It was going to have to be- he kept hoping maybe Gatsby would turn to look at him, acknowledge him somehow and just put to rest the ideas stirring on the tide within that came in and out in time with his heartbeat until he thought the Sound would wash even the huge mansion away. He didn’t look. He didn’t look at him once the whole night when something between them may have been possible until, finally, when it was irrevocably and undeniably a strand of yellow daylight that was entering the room and marring that ghastly green light, Gatsby could no longer fool his own hopes and turned to him, miserable and alone. "Did she ever love me, old sport?”

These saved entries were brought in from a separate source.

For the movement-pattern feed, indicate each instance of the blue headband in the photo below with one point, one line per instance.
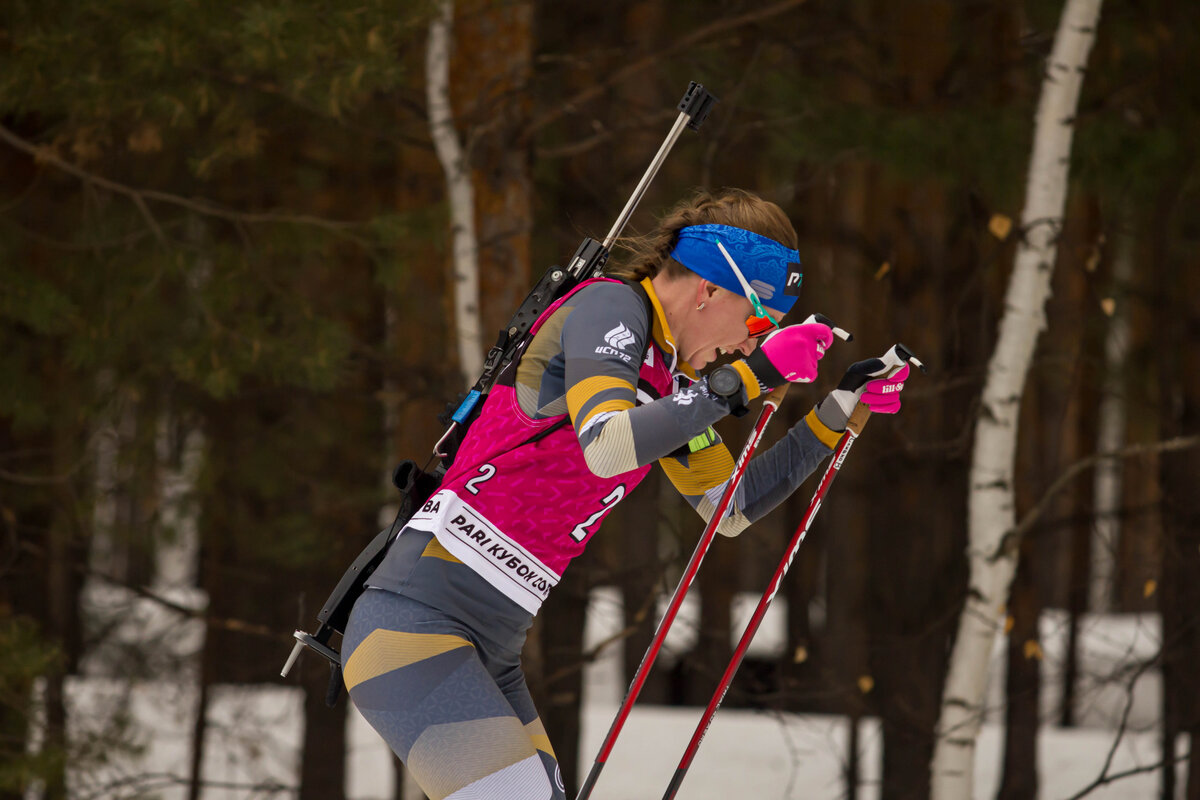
(772, 270)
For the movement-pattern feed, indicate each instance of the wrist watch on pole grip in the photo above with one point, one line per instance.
(725, 382)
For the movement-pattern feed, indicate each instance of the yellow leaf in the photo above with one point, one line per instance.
(1000, 226)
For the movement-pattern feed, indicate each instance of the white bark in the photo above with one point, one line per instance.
(1110, 435)
(990, 513)
(461, 194)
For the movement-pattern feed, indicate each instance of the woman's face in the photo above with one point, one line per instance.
(720, 326)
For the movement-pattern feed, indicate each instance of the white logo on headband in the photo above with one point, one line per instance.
(763, 289)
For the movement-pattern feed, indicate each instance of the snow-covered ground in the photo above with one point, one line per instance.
(255, 733)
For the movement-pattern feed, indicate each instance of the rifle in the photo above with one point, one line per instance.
(414, 483)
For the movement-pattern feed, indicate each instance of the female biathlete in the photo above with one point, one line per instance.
(606, 386)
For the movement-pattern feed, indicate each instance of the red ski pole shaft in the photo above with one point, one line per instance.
(853, 428)
(769, 405)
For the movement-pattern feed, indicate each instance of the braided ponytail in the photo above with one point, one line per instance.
(651, 253)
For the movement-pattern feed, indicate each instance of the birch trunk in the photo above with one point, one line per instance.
(991, 551)
(460, 192)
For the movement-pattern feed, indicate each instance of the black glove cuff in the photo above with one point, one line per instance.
(765, 371)
(859, 373)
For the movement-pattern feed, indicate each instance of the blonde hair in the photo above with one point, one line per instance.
(732, 206)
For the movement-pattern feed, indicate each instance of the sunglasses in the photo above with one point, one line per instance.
(760, 323)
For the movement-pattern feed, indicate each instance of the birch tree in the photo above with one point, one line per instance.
(991, 547)
(459, 191)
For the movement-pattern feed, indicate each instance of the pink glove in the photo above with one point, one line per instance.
(882, 395)
(861, 385)
(790, 354)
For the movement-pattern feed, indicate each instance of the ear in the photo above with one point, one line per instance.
(706, 290)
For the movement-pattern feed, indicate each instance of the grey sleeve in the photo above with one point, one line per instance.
(619, 425)
(773, 476)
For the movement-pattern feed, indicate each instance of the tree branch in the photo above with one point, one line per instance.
(202, 206)
(1031, 517)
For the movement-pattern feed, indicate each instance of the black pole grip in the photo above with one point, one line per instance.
(696, 103)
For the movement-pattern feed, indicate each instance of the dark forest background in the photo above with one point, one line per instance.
(226, 224)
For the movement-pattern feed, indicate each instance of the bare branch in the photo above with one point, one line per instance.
(1031, 517)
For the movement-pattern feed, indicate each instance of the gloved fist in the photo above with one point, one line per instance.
(790, 354)
(875, 383)
(882, 395)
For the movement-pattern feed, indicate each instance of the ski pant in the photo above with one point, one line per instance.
(453, 707)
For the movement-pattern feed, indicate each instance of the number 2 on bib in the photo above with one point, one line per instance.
(581, 530)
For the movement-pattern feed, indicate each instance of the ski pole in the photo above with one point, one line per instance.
(895, 359)
(769, 405)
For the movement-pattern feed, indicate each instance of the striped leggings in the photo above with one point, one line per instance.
(454, 708)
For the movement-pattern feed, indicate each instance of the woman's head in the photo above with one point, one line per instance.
(651, 254)
(706, 258)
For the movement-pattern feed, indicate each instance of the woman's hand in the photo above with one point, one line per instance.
(790, 354)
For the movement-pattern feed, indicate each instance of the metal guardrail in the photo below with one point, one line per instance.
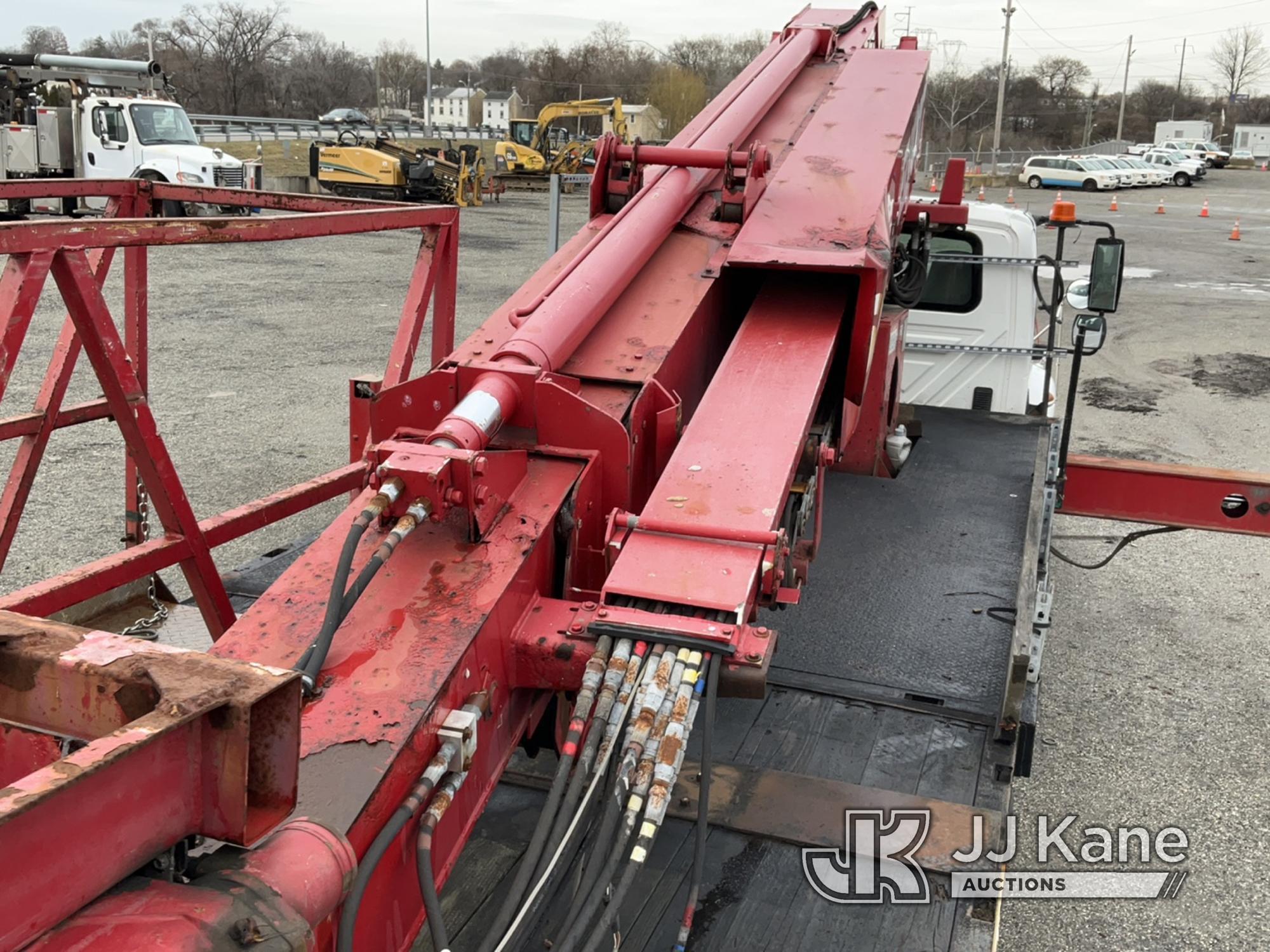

Nick wanted to tell him no- it was possibly the only way to halt this fool’s errand forever; that penchant for hope would rise again and bear him through to the other side, more alive and more Gatsby than ever before, except Nick could not do that to him and he would have been a liar. The truth was simply too complex for such a man- love was not always enough.

“Yes,” he told him eventually, for after all Nick was the most honest person Nick knew. “Yes, Jay, she did love you. It’s just...” how could you tell a man love was not enough when love had driven him to all _this_? He stumbled over his words, “Just- it- with Tom there, and she has a daughter to think about now. It’s not just as simple as upping and leaving him. Things... time changes things and you can’t repeat the past.”

His little murmur ‘of course you can’ was so forlorn Nick had to act and thus did so without thinking. It was quite possibly the best or worst decision he had ever made. Leaning forward, hoping to appear as confident as the stars as by no stretch of any imagination did he feels so, he kissed him on the mouth. His lips were everything Nick had dreamed of, even before he had begun to dream. He kissed him and when he felt nothing back, retreated, anxieties looming up again akin to some great beast unfolding out of the depths, water cascading off its back; this was a sin on par to treason, murder, he was foul and would never look upon his rare smile- “Again.”

Nick blinked. “W- what?”

His face hardened, though not in the way that Nick could believe he killed a man although not dissimilar. “Again, Nick, damn you” and he surged forward and the sea crashed over him.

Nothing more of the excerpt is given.